Em certa medida, o estudo “ainda fornece um bom retrato do cenário, já que grandes empresas geralmente levam 18 meses para mudar sua cadeia de suprimentos e reformular produtos”, diz Mande, que também é professor adjunto de nutrição da Escola de Saúde Pública Harvard T.H. Chan.
A pesquisa também fornece uma linha de base para mudanças, considerando o foco nacional na remoção de certos corantes do abastecimento alimentar — especialmente nas escolas, segundo Pomeranz, que não participou do estudo.
“É fundamental que agências reguladoras continuem priorizando pesquisas revisadas por pares e relevantes para a saúde e segurança humana”, afirma por e-mail Sarah Gallo, vice-presidente sênior de políticas de produto da Consumer Brands Association. A associação representa a indústria de alimentos.

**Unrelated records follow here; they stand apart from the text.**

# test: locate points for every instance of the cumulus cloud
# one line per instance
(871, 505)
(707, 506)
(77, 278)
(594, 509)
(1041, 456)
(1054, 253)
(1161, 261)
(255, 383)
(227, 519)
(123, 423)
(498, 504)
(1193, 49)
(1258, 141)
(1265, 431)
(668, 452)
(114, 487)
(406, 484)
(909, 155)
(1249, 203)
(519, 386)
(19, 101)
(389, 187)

“Além disso, a indústria investiu em ferramentas de transparência para o consumidor, como o SmartLabel e o Facts up Front, para que as famílias possam consultar os ingredientes e informações nutricionais dos produtos e tomar decisões que considerem melhores para si”, completa Gallo.
Reduzindo o consumo de corantes na alimentação
Pessoas preocupadas com corantes alimentares e ultraprocessados devem, na medida do possível e de acordo com seus recursos financeiros, optar por alimentos in natura e bebidas sem adição de açúcar, recomenda Pomeranz.
Aumente o consumo de frutas e vegetais frescos, grãos integrais, castanhas, sementes e leguminosas. Também é importante estar atento à ingestão de sódio e a como determinados alimentos afetam seu bem-estar — ultraprocessados costumam causar vontade de comer mais, enquanto alimentos naturais são mais saciantes.
Leia os rótulos dos produtos ao fazer compras, aconselham os especialistas. “Uma coisa que me surpreendeu foi a presença de corantes sintéticos em produtos em que eu não esperava encontrá-los — como pães de cachorro-quente simples, tacos, bagels, waffles etc.”, diz Dunford, professora assistente adjunta no departamento de nutrição da Universidade da Carolina do Norte, em Chapel Hill.
Alguns especialistas argumentam que, para melhorar realmente a saúde da população, é preciso um foco maior em tornar alimentos saudáveis mais acessíveis.
Ainda assim, o movimento MAHA “colocou as doenças crônicas causadas pelos alimentos ultraprocessados como prioridade política. Isso muda o jogo das políticas públicas”, diz Mande. “Focar nas cores é um primeiro passo razoável para desestabilizar o modelo de negócios baseado em ultraprocessados.”
Mas “o MAHA vai precisar enfrentar os ultraprocessados de forma mais direta — por exemplo, limitando seu uso nas refeições escolares — para alcançar melhorias reais na saúde infantil”, completa.